Otra vez frente al ordenador el «documento
nuevo» de Word me insta a la tertulia de sobremesa. No sé qué contarle. A
veces, con el calor me cuesta centrarme y mis dedos se paralizan ante el
teclado. No obstante, y como yo soy de mucho teclear, acabo por contarle a la
nueva página mi último paseo por la huerta, el de ayer tarde.
Todavía no hemos llegado al ecuador
del verano, pero el calor viene siendo guerrero desde la primavera. Este año me
cuesta más calzarme las zapatillas y salir a caminar por la orilla del río o la
montaña. No obstante, y para no sentirme culpable ante los resultados de las
próximas analíticas, me armo de valor y emprendo la marcha. Es una costumbre
adquirida desde hace un par de años. Al principio lo hacía en plan quema-grasa
o quema-colesterol. Después se convirtió en algo ameno que no necesita justificación
para ser llevado a cabo.
Antes de salir miro que no me falte
nada: las llaves de casa, una gorra, el boli, el bloc de notas, gafas de sol y
el teléfono móvil. El mío no es de última generación, pero a mí me sirve para
mi propósito: capturar una mínima parte de la naturaleza, de la que se ve a ras
de suelo y que casi siempre pisamos sin prestarle mayor atención.
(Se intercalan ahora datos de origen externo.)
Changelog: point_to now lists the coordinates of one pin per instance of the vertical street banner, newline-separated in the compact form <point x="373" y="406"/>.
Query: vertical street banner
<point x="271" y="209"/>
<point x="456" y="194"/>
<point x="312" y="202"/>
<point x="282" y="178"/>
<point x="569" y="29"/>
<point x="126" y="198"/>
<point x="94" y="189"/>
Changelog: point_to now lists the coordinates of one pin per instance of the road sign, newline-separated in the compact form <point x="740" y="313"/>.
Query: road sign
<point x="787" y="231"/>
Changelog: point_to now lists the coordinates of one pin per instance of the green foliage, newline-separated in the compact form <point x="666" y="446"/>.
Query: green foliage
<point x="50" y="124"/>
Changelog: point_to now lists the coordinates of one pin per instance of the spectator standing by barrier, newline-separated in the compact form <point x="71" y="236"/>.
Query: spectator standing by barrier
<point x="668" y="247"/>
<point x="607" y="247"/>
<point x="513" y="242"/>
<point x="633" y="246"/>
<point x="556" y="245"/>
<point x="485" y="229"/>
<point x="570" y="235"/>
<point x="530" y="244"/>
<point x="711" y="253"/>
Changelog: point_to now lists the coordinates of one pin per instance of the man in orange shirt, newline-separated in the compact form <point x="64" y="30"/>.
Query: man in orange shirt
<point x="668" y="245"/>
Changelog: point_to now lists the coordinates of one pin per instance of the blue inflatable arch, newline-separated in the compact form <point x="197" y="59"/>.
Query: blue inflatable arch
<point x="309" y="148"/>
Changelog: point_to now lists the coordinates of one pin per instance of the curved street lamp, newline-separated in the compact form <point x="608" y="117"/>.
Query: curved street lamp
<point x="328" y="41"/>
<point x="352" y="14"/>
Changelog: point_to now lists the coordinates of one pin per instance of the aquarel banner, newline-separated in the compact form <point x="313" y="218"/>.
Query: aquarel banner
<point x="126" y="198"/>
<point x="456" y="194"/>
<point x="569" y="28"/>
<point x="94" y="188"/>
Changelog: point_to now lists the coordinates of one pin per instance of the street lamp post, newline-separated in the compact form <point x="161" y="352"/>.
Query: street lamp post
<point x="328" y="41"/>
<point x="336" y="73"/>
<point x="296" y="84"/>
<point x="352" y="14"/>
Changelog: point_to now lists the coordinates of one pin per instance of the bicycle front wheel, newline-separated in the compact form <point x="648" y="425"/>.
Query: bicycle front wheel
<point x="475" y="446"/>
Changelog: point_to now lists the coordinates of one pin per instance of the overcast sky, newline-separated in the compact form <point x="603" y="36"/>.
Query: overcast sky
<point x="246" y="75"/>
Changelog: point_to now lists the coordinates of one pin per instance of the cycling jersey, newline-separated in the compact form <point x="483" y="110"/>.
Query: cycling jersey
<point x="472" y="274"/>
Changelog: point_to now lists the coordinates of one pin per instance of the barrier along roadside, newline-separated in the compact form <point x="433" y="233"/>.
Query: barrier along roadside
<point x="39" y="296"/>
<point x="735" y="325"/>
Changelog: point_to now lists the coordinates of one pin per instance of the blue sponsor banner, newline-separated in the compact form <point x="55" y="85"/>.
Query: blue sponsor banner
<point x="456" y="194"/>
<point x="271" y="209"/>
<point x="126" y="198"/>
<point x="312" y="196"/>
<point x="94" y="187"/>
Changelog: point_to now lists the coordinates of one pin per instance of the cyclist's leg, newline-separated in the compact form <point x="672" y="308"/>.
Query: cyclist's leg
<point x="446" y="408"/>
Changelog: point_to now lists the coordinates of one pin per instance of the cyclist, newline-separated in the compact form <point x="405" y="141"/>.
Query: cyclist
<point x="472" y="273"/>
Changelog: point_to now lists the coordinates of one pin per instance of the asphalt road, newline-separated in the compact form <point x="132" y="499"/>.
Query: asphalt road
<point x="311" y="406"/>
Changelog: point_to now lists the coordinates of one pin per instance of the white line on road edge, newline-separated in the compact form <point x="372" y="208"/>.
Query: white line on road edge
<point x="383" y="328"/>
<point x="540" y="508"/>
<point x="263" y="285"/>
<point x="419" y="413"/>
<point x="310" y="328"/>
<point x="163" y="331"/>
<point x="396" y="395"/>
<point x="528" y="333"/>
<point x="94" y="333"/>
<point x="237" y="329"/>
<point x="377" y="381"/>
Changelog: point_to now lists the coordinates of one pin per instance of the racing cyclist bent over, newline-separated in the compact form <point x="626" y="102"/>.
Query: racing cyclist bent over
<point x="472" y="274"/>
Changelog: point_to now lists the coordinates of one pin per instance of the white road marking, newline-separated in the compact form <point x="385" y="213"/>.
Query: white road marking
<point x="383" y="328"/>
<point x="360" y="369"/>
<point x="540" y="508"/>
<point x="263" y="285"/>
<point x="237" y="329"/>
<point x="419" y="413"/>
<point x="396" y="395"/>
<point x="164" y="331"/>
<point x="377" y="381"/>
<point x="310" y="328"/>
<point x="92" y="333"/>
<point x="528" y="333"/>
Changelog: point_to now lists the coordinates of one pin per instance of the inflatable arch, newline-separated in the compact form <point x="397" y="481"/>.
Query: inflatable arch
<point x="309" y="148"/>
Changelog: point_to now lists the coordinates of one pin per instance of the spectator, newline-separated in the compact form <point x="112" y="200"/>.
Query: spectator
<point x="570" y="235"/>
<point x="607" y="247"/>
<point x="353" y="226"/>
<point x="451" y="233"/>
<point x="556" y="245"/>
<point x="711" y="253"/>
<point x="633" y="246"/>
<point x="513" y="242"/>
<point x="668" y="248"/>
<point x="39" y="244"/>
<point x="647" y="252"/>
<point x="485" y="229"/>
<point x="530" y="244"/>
Es al dejar atrás el asfalto de la
vieja carretera cuando dirijo la mirada al suelo de tierra por si encuentro
algo bello mezclado con la maleza. Para hallarlo, transformo mi mirada en «mirada
de niña». Esa clase de mirada que todavía no está intoxicada con escenas
desaprensivas, traumáticas o, simplemente, manipuladas. Y de repente, ahí está,
ajena a cuanto la rodea. Sin darse cuenta está posando para mí. Me agacho para
observarla más de cerca. Intento llegar hasta sus pensamientos porque, como la
miro con mirada de niña, imagino que los tiene. Es una hormiga de tamaño
considerable, cabezona y negrísima, portando su gran carga hacia el hormiguero.
El trayecto es muy laborioso y transcurre en paralelo al de sus compañeras que
ya vuelven ligeras de peso para ir, con toda seguridad, a por nueva mercancía.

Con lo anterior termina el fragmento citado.